Bhaskar Anand, Wang Y X Rachel, Song Yun S
Simons Institute for the Theory of Computing, Berkeley, California 94720, USA; Computer Science Division, University of California, Berkeley, California 94720, USA;
Department of Statistics, University of California, Berkeley, California 94720, USA;
Genome Res. 2015 Feb;25(2):268-79. doi: 10.1101/gr.178756.114. Epub 2015 Jan 6.

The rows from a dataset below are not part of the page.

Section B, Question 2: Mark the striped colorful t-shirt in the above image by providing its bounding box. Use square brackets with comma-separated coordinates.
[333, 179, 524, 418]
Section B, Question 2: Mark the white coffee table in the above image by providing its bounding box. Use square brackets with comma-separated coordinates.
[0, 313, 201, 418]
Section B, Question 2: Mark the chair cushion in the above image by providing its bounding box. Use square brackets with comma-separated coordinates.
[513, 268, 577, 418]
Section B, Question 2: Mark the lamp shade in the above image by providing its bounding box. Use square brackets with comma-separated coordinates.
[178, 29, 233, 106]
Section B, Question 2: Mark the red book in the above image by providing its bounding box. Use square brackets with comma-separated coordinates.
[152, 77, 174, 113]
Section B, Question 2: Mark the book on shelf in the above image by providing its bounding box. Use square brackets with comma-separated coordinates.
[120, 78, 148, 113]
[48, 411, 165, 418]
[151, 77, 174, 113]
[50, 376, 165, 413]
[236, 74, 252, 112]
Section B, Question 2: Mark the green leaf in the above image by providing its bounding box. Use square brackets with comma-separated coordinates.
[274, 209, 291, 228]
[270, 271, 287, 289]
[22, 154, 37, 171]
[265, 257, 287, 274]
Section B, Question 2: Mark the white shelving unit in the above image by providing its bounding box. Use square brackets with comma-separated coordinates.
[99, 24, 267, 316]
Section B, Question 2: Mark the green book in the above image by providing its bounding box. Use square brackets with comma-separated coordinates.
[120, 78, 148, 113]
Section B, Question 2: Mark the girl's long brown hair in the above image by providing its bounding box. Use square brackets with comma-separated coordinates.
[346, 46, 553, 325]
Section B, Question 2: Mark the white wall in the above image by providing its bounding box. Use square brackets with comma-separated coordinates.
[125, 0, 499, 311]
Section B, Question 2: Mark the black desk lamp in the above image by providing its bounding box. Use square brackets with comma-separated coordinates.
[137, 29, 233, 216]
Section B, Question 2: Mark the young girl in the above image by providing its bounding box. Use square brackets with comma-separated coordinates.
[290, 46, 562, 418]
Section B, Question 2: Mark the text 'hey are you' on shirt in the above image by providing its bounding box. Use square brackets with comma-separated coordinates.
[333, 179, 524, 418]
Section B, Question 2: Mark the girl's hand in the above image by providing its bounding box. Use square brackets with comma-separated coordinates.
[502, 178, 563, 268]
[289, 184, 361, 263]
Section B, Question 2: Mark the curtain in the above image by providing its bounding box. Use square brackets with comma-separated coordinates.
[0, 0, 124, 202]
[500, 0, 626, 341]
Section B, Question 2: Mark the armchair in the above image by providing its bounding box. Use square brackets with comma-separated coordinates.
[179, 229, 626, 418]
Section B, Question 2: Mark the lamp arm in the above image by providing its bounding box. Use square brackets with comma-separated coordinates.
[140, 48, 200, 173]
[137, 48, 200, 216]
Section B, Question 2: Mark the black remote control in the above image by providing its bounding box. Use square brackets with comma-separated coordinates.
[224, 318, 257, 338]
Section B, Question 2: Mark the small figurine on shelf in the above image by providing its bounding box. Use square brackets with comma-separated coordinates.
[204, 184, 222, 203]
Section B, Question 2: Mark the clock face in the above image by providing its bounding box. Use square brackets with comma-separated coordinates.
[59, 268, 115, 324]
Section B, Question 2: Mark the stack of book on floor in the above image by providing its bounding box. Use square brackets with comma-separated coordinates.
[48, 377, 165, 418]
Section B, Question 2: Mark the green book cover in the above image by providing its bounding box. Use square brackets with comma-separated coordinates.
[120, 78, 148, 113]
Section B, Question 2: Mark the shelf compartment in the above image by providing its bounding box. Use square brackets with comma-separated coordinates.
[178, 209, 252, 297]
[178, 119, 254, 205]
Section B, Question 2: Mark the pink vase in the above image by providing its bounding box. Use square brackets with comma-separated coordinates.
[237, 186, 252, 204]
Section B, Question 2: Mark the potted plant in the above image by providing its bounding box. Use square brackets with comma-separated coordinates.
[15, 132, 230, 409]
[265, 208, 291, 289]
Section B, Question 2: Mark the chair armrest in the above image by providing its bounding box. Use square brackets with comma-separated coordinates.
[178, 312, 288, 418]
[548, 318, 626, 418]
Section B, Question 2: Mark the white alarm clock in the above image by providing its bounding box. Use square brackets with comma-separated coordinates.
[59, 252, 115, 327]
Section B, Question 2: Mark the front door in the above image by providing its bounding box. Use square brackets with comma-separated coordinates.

With the recent increase in study sample sizes in human genetics, there has been growing interest in inferring historical population demography from genomic variation data. Here, we present an efficient inference method that can scale up to very large samples, with tens or hundreds of thousands of individuals. Specifically, by utilizing analytic results on the expected frequency spectrum under the coalescent and by leveraging the technique of automatic differentiation, which allows us to compute gradients exactly, we develop a very efficient algorithm to infer piecewise-exponential models of the historical effective population size from the distribution of sample allele frequencies. Our method is orders of magnitude faster than previous demographic inference methods based on the frequency spectrum. In addition to inferring demography, our method can also accurately estimate locus-specific mutation rates. We perform extensive validation of our method on simulated data and show that it can accurately infer multiple recent epochs of rapid exponential growth, a signal that is difficult to pick up with small sample sizes. Lastly, we use our method to analyze data from recent sequencing studies, including a large-sample exome-sequencing data set of tens of thousands of individuals assayed at a few hundred genic regions.
随着人类遗传学研究样本量最近的增加,从基因组变异数据推断历史种群人口统计学的兴趣日益浓厚。在这里,我们提出了一种有效的推断方法,该方法可以扩展到非常大的样本,包含数万或数十万人。具体而言,通过利用在溯祖模型下预期频率谱的分析结果,并借助自动微分技术(这使我们能够精确计算梯度),我们开发了一种非常有效的算法,用于从样本等位基因频率分布推断历史有效种群大小的分段指数模型。我们的方法比以前基于频率谱的人口统计学推断方法快几个数量级。除了推断人口统计学,我们的方法还可以准确估计基因座特异性突变率。我们在模拟数据上对我们的方法进行了广泛验证,并表明它可以准确推断多个近期快速指数增长的时期,这是小样本量难以检测到的信号。最后,我们使用我们的方法分析近期测序研究的数据,包括在数百个基因区域检测的数万人的大样本外显子测序数据集。